Georges Ibrahim Abdallah, victime des années de plomb
Georges Ibrahim Abdallah ne le sait pas encore, mais il purgera sa peine bien plus longtemps qu’il ne le pense. Alors incarcéré depuis un an, les autorités françaises mettent en lien le jeune pro-palestinien avec les assassinats ciblés de Charles R.Ray, attaché militaire adjoint de l’ambassade des Etats-Unis et de Yacov Barsimantov, secrétaire à l’ambassade d’Israël, ayant eu lieu en 1982 et revendiqués par les FARL.
Chose qui fait de cette affaire un cas spécial : la défense judiciaire de Georges Ibrahim Abdallah pendant l’enquête. En effet, son avocat, Jean Paul Mazurier, s’est révélé par la suite être complice des services secrets français, et divulguait ainsi toutes les informations dévoilées par son client aux autorités : « j’ai quand même trahi, non pas Abdallah, mais tous les devoirs de ma profession, une profession qui reste (…) l’un des fondements de notre démocratie ». Conséquence, en 1985, les enquêteurs découvrent très vite des armes cachées au domicile de l’accusé ayant servi lors des assassinats de 1982.
Georges Ibrahim Abdallah est alors accusé de complicité d’assassinat, et le procès s’étend. Lors de la procédure, de nombreux attentats de groupes pro palestiniens et anti impérialistes ont lieu en France, notamment à Paris, et réclament la libération immédiate de Georges Ibrahim Abdallah – sans pour autant avoir de lien direct avec le chrétien marxiste. L’accusé se retrouve alors victime de sa propre époque, victime des années de plomb (période de fort activisme politique en Europe de l’Ouest), et est alors mis en corrélation avec la montée du terrorisme en France, ce qui rend son jugement inévitablement plus sévère.
Une cours spéciale juge alors le créateur des FARL en 1987, et alors que le procureur général ne requiert que 10 ans d’emprisonnement, Georges Ibrahim Abdallah est finalement condamné à perpétuité par les juges professionnels, toujours pour complicité d’assassinat.
Une lutte judiciaire et des révélations accablantes
Le communiste libanais est alors enfermé dans le Sud de la France à la prison de Lannemezan. Passé 15 ans après sa détention, ce dernier peut légalement réclamer sa libération, et c’est donc ce qu’il fait à plusieurs reprises, sans résultats. Il faut attendre 2012 pour que l’une de ses demandes de libération conditionnelle soit acceptée par la justice, 28 ans après sa condamnation. La France entière croit alors en sa libération, mais une des conditions n’est pas encore remplie…. En effet, pour être libéré, Georges Ibrahim Abdallah, devait être par la suite directement expulsé au Liban, et pour ce, le ministre de l’Intérieur de l’époque, Manuel Valls, devait signer son arrêté d’expulsion – ce qu’il n’a jamais fait, empêchant alors sa sortie de prison.

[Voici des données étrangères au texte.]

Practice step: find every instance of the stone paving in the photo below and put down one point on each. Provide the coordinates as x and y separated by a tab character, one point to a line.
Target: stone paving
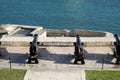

Plusieurs année plus tard, les raisons de ce refus sont révélées par Wikileaks : à l’annonce de la libération du prisonnier, Hillary Clinton, alors secrétaire d’Etat des Etats-Unis, avait demandé à la France de trouver un moyen de contourner la décision de la justice :« Nous espérons que les fonctionnaires français pourront trouver une autre base pour contester la légalité de la décision.«
Suite à ces révélations, plusieurs plaideurs de la cause de Georges Ibrahim Abdallah tentent de faire reconnaître cette « détention par procuration » que mène l’Etat français. Chaque année, une manifestation annuelle a lieu devant la prison du détenu pour demander sa libération, et depuis plus d’un an, le contexte géopolitique au Proche Orient amplifie le cri des revendicateurs de la libération du militant.
Finalement, c’est en cette date du jeudi 17 juillet, au bout d’une énième demande, que la cours d’appel de Paris a accepté la libération du détenu, qui aura passé le plus clair de sa vie en prison, assumant jusqu’au bout ses actions, revendiquant toute sa vie la souveraineté palestinienne.